The text on each page occupies only fifty percent of the page. No one wants to see the entire page covered in text of course, but if this book had margins even half the existing size, and the text had not been quite so generously-spaced, the book could well have been maybe half as long, and thereby slaughtered fifty percent fewer trees. Writers and publishers need to think seriously about this, because it matters even in an ebook, which requires more energy to store, retrieve and transmit when it’s longer.

One more curiosity! When I went to look up the author at her professional page on the University web site, I found two links and each seemed to link to a different people!
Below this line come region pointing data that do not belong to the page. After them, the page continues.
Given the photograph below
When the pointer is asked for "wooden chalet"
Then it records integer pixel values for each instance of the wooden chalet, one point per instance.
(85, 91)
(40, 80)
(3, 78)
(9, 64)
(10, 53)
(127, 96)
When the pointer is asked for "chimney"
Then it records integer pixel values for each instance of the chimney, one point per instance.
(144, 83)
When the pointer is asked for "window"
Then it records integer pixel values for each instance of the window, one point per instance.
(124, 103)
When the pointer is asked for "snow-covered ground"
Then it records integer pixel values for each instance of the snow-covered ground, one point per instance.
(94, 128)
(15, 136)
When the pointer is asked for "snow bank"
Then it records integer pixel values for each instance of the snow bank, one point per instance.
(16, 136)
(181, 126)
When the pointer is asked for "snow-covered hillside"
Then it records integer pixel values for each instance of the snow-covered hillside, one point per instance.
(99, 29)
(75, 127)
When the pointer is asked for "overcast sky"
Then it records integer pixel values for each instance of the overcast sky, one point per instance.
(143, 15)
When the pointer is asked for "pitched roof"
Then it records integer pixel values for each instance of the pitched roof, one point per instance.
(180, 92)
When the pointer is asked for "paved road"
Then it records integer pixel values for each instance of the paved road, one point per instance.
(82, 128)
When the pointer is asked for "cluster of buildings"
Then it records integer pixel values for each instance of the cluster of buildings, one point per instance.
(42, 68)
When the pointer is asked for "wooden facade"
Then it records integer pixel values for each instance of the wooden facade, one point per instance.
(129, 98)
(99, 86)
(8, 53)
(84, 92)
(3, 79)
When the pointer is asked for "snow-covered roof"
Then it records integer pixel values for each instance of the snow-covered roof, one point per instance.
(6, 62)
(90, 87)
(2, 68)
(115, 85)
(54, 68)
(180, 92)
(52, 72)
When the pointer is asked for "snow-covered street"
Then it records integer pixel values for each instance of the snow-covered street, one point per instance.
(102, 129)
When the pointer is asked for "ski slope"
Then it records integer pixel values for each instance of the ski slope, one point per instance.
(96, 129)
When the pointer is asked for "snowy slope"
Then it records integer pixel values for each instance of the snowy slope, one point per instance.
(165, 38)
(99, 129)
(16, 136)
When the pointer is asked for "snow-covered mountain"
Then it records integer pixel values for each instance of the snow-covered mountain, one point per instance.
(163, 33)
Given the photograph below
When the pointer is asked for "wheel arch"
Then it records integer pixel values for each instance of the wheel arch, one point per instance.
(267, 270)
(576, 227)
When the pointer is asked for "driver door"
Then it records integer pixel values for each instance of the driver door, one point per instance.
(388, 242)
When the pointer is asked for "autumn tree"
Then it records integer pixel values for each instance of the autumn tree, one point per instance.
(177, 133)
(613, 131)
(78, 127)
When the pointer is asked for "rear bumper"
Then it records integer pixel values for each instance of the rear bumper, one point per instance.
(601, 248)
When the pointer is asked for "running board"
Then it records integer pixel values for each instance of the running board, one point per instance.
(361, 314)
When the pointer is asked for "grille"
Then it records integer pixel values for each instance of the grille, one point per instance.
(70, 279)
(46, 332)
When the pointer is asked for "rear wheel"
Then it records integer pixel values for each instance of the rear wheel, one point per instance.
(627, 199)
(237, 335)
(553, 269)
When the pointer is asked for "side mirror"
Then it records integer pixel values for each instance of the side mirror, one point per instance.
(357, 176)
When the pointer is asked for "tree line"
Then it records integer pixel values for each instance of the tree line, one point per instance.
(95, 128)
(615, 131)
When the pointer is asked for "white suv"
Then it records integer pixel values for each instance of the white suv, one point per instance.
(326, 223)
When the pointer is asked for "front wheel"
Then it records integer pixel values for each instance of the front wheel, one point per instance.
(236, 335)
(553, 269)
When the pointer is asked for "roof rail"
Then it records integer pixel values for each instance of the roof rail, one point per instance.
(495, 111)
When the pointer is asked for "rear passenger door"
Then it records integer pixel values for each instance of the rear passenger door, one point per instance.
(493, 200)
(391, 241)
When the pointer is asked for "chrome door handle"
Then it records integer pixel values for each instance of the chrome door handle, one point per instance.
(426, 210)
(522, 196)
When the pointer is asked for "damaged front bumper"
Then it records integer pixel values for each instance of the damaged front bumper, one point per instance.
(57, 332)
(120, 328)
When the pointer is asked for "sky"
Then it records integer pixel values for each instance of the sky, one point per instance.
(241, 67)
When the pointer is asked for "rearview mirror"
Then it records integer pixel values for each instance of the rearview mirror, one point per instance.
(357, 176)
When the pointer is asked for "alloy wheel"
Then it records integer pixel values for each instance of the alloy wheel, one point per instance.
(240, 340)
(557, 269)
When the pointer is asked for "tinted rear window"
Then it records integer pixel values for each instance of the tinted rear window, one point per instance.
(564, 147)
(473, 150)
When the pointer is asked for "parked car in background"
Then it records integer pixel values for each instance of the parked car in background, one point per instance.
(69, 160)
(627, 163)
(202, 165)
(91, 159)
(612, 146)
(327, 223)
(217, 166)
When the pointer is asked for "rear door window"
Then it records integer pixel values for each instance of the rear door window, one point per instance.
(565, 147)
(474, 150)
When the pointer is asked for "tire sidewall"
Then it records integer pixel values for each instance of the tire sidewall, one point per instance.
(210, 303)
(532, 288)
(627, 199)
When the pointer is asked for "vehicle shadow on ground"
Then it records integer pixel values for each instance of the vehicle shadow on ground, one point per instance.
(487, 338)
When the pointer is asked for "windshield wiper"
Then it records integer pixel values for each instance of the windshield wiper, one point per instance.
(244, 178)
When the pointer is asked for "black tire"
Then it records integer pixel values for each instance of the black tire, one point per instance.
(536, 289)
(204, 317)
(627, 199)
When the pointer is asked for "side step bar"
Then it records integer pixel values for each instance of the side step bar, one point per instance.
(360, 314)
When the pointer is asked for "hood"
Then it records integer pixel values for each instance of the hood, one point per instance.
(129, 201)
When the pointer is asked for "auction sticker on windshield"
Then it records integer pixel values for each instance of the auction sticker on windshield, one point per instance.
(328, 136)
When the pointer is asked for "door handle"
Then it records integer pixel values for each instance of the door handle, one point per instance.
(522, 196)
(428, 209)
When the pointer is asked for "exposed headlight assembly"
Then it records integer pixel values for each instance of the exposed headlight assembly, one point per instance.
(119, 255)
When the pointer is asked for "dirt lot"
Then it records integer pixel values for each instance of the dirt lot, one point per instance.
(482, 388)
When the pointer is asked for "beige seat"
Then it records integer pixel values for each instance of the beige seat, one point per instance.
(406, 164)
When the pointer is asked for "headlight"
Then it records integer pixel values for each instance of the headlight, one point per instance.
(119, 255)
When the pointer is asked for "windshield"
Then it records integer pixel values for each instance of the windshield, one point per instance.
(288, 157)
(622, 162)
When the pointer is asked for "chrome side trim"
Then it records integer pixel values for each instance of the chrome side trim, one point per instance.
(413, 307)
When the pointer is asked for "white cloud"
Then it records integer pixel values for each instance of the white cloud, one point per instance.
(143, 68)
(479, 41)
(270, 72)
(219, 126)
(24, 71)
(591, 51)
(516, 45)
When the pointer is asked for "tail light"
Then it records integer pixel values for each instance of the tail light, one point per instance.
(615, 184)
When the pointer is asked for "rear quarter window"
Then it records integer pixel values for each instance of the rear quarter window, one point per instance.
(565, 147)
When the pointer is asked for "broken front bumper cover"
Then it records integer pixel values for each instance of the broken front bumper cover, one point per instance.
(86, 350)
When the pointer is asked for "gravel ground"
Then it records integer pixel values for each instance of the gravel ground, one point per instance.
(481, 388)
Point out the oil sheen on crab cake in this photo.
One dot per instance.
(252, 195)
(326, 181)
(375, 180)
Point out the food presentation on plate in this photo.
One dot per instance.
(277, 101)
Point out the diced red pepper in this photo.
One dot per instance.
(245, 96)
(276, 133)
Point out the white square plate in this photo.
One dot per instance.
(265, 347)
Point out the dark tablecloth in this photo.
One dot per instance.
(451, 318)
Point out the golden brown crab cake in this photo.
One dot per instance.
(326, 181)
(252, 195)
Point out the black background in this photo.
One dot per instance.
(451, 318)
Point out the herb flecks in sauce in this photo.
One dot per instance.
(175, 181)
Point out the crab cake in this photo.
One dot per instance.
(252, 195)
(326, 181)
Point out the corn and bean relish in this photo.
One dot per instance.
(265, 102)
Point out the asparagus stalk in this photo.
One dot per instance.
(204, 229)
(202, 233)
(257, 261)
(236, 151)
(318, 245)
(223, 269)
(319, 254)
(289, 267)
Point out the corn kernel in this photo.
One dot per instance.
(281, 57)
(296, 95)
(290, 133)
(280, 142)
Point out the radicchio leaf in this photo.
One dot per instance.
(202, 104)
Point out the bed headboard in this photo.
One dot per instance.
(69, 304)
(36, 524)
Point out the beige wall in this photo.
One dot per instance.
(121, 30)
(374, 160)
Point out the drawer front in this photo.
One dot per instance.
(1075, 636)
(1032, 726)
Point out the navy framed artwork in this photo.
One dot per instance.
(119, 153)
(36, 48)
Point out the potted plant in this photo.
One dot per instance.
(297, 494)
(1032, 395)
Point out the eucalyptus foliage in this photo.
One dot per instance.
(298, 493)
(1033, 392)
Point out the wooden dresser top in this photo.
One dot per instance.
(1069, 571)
I think it’s really the same person but the two photos look so different: one is a blond, the other much darker haired. Her professional history though is impressive. This is one hard-working doctor!

Despite some issues I had with it, I liked this book a lot. I think it's important and useful, and I recommend it for anyone interested in what those inflicted with cancer go through and what the options are for combatting this awful disease which, despite its virulence, is slowly succumbing to technology and medical science - and to the wisdom and dedication of healthcare professionals like this one. This is a worthy read.